Selling, General and Administrative
(SG&A) Expenses. SG&A decreased $0.5 million in the
third quarter of 2009 compared to the same prior year period due to decreases in
legal fees. SG&A expenses for the first nine months of 2009
decreased $0.2 million over the same prior year period.
Interest
Expense. Interest expense of $0.1 million was recorded in the
third quarter of 2009 due to the issuance of $7.3 million in subordinated
notes.
Operating Income.
For the quarter ended September 30, 2009, operating income was $4.0 million
compared to $4.4 million for the third quarter of 2008. The operating income for
the nine-months ended September 30, 2009 was $12.4 million compared to $14.8
million for the same 2008 period. The decrease in operating income is primarily
due to a decrease in average selling prices.
Income Taxes. The Company’s
effective income tax rates for the third quarter of 2009 and 2008 were 32.8% and
32.4%, respectively. For the nine months ended September 30,
2009 and 2008, the effective tax rates were 32.8% and 36.4%,
respectively. The effective tax rates differ from the federal
statutory rate primarily due to state income taxes and minor adjustments to
previous tax estimates.
Net Income. For the third
quarter of 2009, the Company reported net income of $2.6 million compared to net
income of $3.0 million for the third quarter of 2008. For the nine
months ended September 30, 2009, the net income was $8.3 million compared to
$9.5 million for the nine months ended September 30, 2008. The
decrease in net income is primarily due to a decrease in average selling
prices.
LIQUIDITY
AND CAPITAL RESOURCES
The
Company’s cash flow from operations and borrowings under credit facilities have
been adequate to fund its current facilities’ working capital and capital
spending requirements and is expected to be sufficient to fund the recurring
level of operations for the next twelve months. During 2009 and 2008,
operating cash flow has been the primary source of liquidity. The
Company monitors working capital and planned capital spending to assess
liquidity and minimize cyclical cash flow.
On June
25, 2009, the Company announced that its Board of Directors had approved a new
capital and funding structure designed to
facilitate the Company’s growth strategy.

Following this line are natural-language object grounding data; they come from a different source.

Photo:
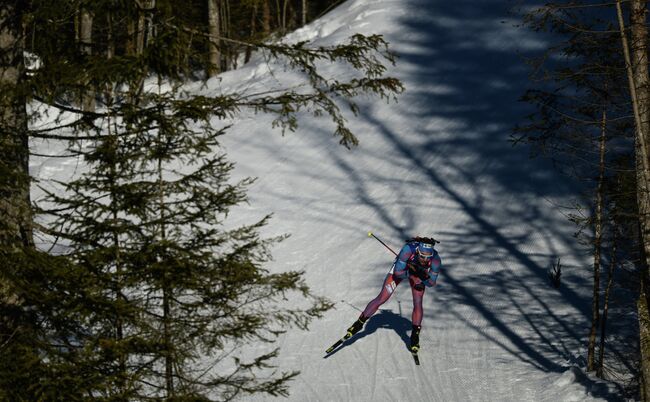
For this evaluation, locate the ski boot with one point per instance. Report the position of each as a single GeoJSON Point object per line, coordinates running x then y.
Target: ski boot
{"type": "Point", "coordinates": [415, 338]}
{"type": "Point", "coordinates": [356, 327]}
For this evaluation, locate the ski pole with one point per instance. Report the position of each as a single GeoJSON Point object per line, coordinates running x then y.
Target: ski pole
{"type": "Point", "coordinates": [370, 234]}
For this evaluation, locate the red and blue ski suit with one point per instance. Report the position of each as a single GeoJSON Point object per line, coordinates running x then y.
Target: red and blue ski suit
{"type": "Point", "coordinates": [405, 267]}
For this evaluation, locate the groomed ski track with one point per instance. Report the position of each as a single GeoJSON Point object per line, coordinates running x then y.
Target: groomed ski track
{"type": "Point", "coordinates": [437, 163]}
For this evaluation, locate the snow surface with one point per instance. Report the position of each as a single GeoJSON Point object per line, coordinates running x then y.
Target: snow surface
{"type": "Point", "coordinates": [436, 163]}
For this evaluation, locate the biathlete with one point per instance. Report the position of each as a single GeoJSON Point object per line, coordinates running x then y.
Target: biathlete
{"type": "Point", "coordinates": [418, 262]}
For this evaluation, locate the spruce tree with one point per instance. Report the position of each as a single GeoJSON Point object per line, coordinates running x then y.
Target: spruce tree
{"type": "Point", "coordinates": [156, 289]}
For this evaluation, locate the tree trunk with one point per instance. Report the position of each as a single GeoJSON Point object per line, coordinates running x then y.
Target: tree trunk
{"type": "Point", "coordinates": [86, 49]}
{"type": "Point", "coordinates": [598, 232]}
{"type": "Point", "coordinates": [637, 67]}
{"type": "Point", "coordinates": [214, 27]}
{"type": "Point", "coordinates": [603, 321]}
{"type": "Point", "coordinates": [249, 49]}
{"type": "Point", "coordinates": [266, 17]}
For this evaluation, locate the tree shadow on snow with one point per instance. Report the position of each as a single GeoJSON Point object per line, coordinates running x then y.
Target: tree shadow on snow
{"type": "Point", "coordinates": [383, 319]}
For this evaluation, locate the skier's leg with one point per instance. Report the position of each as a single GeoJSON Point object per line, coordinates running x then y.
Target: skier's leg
{"type": "Point", "coordinates": [416, 318]}
{"type": "Point", "coordinates": [387, 289]}
{"type": "Point", "coordinates": [386, 292]}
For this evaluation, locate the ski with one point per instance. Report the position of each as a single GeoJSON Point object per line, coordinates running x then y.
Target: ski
{"type": "Point", "coordinates": [414, 352]}
{"type": "Point", "coordinates": [338, 343]}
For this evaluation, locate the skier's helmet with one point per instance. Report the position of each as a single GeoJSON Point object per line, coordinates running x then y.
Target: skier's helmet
{"type": "Point", "coordinates": [424, 252]}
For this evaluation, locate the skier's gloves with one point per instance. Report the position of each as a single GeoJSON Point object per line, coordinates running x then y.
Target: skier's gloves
{"type": "Point", "coordinates": [423, 275]}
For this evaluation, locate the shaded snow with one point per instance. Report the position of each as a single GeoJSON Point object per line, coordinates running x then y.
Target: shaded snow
{"type": "Point", "coordinates": [436, 163]}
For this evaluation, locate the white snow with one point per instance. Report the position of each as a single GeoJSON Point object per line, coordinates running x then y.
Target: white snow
{"type": "Point", "coordinates": [436, 163]}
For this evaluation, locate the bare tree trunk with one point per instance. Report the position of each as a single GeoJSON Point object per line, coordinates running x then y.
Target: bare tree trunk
{"type": "Point", "coordinates": [266, 17]}
{"type": "Point", "coordinates": [603, 322]}
{"type": "Point", "coordinates": [214, 53]}
{"type": "Point", "coordinates": [285, 5]}
{"type": "Point", "coordinates": [249, 49]}
{"type": "Point", "coordinates": [638, 77]}
{"type": "Point", "coordinates": [145, 7]}
{"type": "Point", "coordinates": [598, 232]}
{"type": "Point", "coordinates": [86, 48]}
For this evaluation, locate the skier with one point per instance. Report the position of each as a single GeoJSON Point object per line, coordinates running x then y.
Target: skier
{"type": "Point", "coordinates": [418, 262]}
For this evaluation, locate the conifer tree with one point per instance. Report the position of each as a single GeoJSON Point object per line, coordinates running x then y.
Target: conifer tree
{"type": "Point", "coordinates": [152, 283]}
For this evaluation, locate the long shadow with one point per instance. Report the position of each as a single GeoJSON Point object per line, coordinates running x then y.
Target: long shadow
{"type": "Point", "coordinates": [385, 319]}
{"type": "Point", "coordinates": [457, 46]}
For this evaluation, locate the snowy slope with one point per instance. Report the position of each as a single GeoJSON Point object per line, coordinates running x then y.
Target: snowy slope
{"type": "Point", "coordinates": [436, 163]}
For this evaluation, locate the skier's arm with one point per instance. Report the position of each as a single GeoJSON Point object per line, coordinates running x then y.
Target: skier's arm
{"type": "Point", "coordinates": [434, 270]}
{"type": "Point", "coordinates": [400, 271]}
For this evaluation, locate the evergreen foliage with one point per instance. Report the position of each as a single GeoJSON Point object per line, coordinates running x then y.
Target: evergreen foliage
{"type": "Point", "coordinates": [152, 293]}
{"type": "Point", "coordinates": [582, 97]}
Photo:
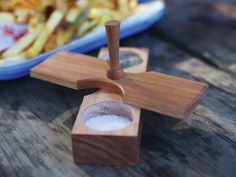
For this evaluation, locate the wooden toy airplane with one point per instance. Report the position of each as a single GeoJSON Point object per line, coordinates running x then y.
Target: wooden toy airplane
{"type": "Point", "coordinates": [153, 91]}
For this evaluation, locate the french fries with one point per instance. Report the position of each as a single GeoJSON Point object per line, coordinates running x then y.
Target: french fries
{"type": "Point", "coordinates": [53, 23]}
{"type": "Point", "coordinates": [23, 42]}
{"type": "Point", "coordinates": [50, 26]}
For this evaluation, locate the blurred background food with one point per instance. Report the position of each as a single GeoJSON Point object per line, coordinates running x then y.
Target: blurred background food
{"type": "Point", "coordinates": [53, 23]}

The Company’s new capital
and funding structure consists of a
combination of an expanded bank facility (see Note 4) and a capital raise
through a private placement offering of subordinated notes and warrants (see
Note 7). The private placement transaction for $7.3 million was
completed August 21, 2009.
Cash from
operations decreased $0.1 million in the first nine months of 2009 versus the
first nine months of 2008. The lower net income in 2008 and the increase
in inventory were offset by the positive effect from receivables, deferred
income taxes and share based compensation.
Capital
expenditures for the first nine months of 2009 were $8.0
million. Expenditures in the first nine months of 2009 include the
construction of the new facility in Benwood, West Virginia ($3.5 million) and
upgrading facilities at the Hurst, Texas plant ($3.6 million). In the
first nine months of 2008, the Company spent $2.1 million for capital
expenditures.
During
the first nine months of 2009 and 2008, the company repurchased common stock for
the treasury totaling $0.2 million and $3.4 million,
respectively. The Company has no outstanding bank debt as of
September 30, 2009.
The
Company has various commitments primarily related to vehicle and equipment
operating leases, facilities operating leases, and zinc purchase
commitments. The Company’s off-balance sheet contractual obligations
at September 30, 2009, consist of $1.4 million for long-term operating leases
for vehicles, office space, office equipment, galvanizing facilities and
galvanizing equipment and approximately and approximately $0.1
million for zinc purchase commitments. In addition, at September 30,
2009 the Company has approximately $1.0 million in outstanding purchase
commitments for various machinery, equipment and building improvements and $1.3
million in outstanding commitments for other operating
obligations. The various leases for galvanizing facilities, including
option renewals, expire from 2009 to 2023. The vehicle leases expire
annually on various schedules through 2012. NAGC periodically enters
into fixed price purchase commitments with domestic and foreign zinc producers
to purchase a portion of its requirements for its hot dip galvanizing
operations; commitments for the future delivery of zinc can be for up to one
year.
ENVIRONMENTAL
MATTERS
The
Company’s facilities are subject to extensive environmental legislation and
regulations affecting their operations and the discharge of
wastes. The cost of compliance with such regulations in the first
nine months of 2009 and 2008 was approximately $1.4 million and $1.3 million,
respectively, for the disposal and recycling of wastes generated by the
galvanizing operations.
NAGC was
notified in 1997 by the Illinois Environmental Protection Agency (“IEPA”) that
it was one of approximately 60 potentially responsible parties under the
Comprehensive Environmental Response, Compensation, and Liability Information
System (“CERCLIS”) in connection with cleanup of an abandoned site formerly
owned by Sandoval Zinc Co., an entity unrelated to NAGC. The IEPA
notice includes NACG as one of the organizations which arranged for the
treatment and disposal of hazardous substances at Sandoval. The
estimated timeframe for resolution of the IEPA contingency is
unknown. The IEPA has yet to respond to a proposed work plan
submitted in August 2000 by a group of the potentially responsible parties or
suggest any other course of action, and there has been no activity in regards to
this issue since 2001. Until the work plan is approved and completed,
the range of potential loss or remediation, if any, is unknown, and in addition,
the allocation of potential loss between the 60 potentially responsible parties
is unknown and not reasonably estimable. Therefore, the Company has
no basis for determining potential exposure and estimated remediation costs at
this time and no liability has been accrued.
In
September 2008, the United States Environmental Protection Agency (the “EPA”)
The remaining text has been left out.